2 responses to “Block Windows Activation Technologies (KB971033) – Windows 7”

  1. ZeroDayOne says:

    The best advice at this point is to not install any updates that are problematic. Even if these updates are so-called “security” updates, it doesn’t matter—you are far safer tightening up your system security while you wait for a work-around or fix to the problem update. Sometimes these updates are unnecessary anyway depending upon your system (i.e. – server vs. desktop).

    In the meantime, it would be a good idea to spend some time researching the problem updates further to determine if you really need to apply the update as opposed to simply skipping it and also hiding it within your Windows Update module.

    After last year’s update roll-out fiasco from Microsoft——-it just makes technical sense nowadays to scrutinize every update from Microsoft. Obviously they’re not too concerned with thorough testing and secure implementation prior to releasing these updates——-for if they were, it logically stands to reason that we would not encounter nearly half as many problems as we have already been exposed to due to Micro-Money’s negligence in this regard.

    To say that Microsoft had no way of anticipating any of the botched updates it pushed last year is like trying to convince people that pigs can fly——-that’s just complete and utter nonsense!

    As long as you have a good system security suite and good supplemental Antispyware/Antimalware software installed and up to date and they’re also properly configured, you don’t have to worry about holding off a little while before installing any questionable updates from Microsoft.

    Trust me——-being scrupulous with Microsoft updates has essentially now become an Windows PC best practice, in order to avert any potential problems caused by these poorly constructed and poorly tested updates.

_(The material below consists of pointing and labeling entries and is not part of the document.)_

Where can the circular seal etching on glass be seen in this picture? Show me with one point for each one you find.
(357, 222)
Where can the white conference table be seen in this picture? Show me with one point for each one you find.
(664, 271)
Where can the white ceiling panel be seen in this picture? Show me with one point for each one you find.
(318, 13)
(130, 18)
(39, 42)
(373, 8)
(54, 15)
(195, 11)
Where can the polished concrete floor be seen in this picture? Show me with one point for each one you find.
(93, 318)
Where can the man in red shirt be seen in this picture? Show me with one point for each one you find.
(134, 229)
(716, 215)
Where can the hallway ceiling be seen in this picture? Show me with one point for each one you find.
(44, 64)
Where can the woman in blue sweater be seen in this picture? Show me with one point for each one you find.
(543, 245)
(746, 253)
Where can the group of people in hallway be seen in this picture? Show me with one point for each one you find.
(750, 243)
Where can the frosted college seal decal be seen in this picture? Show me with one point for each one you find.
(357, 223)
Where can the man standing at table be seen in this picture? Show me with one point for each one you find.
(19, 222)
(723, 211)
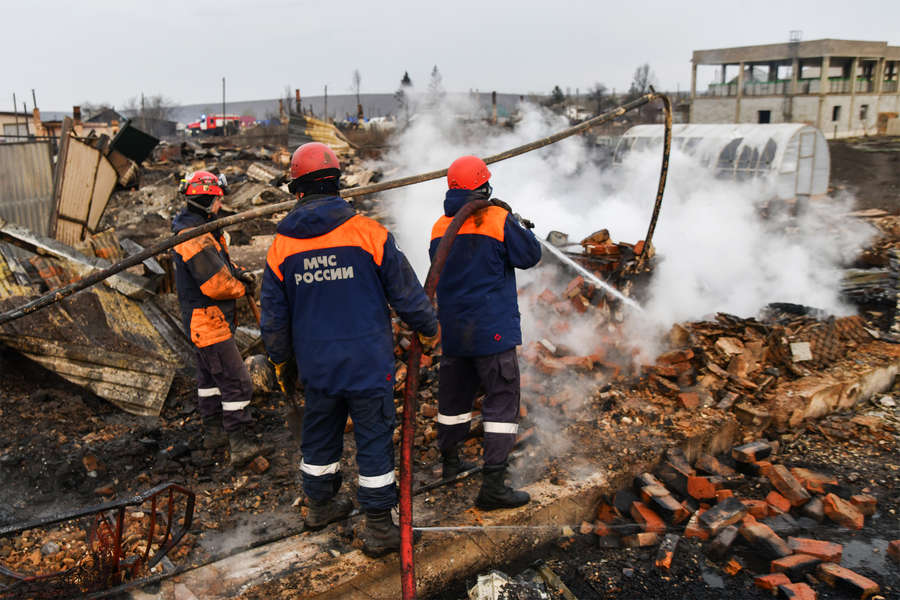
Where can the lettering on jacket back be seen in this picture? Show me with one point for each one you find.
(322, 268)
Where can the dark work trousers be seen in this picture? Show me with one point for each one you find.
(223, 384)
(324, 421)
(498, 375)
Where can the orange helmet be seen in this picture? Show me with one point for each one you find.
(467, 173)
(311, 158)
(203, 183)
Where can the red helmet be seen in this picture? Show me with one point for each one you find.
(312, 157)
(203, 183)
(467, 173)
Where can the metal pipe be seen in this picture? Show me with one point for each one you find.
(408, 429)
(663, 174)
(98, 276)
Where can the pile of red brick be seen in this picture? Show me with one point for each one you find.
(699, 501)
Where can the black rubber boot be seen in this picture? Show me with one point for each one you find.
(495, 493)
(322, 512)
(453, 465)
(214, 435)
(380, 535)
(243, 447)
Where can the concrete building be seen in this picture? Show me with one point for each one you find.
(843, 87)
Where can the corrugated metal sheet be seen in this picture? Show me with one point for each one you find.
(87, 182)
(303, 129)
(26, 185)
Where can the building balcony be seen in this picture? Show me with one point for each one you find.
(835, 85)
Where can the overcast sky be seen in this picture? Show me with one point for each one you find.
(112, 50)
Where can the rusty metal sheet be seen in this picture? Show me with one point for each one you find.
(26, 184)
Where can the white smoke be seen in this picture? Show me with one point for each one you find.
(716, 253)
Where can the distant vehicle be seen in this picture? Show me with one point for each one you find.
(214, 125)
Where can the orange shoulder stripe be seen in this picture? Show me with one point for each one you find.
(493, 219)
(358, 231)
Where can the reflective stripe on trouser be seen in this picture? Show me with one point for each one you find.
(223, 384)
(498, 375)
(324, 420)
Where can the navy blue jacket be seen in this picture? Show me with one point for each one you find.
(477, 301)
(330, 276)
(206, 283)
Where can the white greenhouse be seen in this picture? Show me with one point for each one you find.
(795, 156)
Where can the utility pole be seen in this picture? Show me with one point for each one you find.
(16, 114)
(224, 121)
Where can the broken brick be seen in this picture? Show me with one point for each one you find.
(666, 551)
(814, 509)
(646, 479)
(623, 500)
(894, 550)
(844, 579)
(722, 542)
(675, 356)
(694, 529)
(689, 400)
(701, 488)
(726, 513)
(733, 567)
(795, 566)
(669, 509)
(606, 512)
(649, 520)
(752, 452)
(778, 502)
(722, 494)
(842, 512)
(710, 465)
(827, 551)
(765, 540)
(864, 503)
(771, 581)
(640, 540)
(788, 485)
(574, 287)
(796, 591)
(814, 482)
(648, 492)
(757, 508)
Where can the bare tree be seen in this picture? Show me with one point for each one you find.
(435, 87)
(599, 96)
(641, 81)
(357, 81)
(402, 96)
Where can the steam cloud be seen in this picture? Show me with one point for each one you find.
(716, 252)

    It really is amazing how some in IT still live in a Microsoft bubble——-believing that Microsoft does the absolute best they can to ensure that updates are released without problems and when found that Microsoft is quick to resolve the problem——-realistically speaking, that couldn’t be further from the truth, especially when one considers Microsoft’s recent history of update failures, which by the way, caused some very serious system failures across multiple Windows platforms that spanned several months last year with August and September bringing forth the absolute worst of it. And even after Microsoft issued supposed patches for these egregious update errors, a majority of those also flopped and/or caused even more problems.

    Can someone from Microsoft say…”poor management?!”

    To say the very least…that phrase is an understatement…

  2. Hamayun says:

    KB971033 is showing in history of installed updates. But when I go to uninstall this in other menu of windows updates, it is not shown. I have tried to restore the hidden updates, this does not show either. How to remove it from my system as It notify my about ungenuine copy of windows. It wiped my wall paper and leaves the screen black.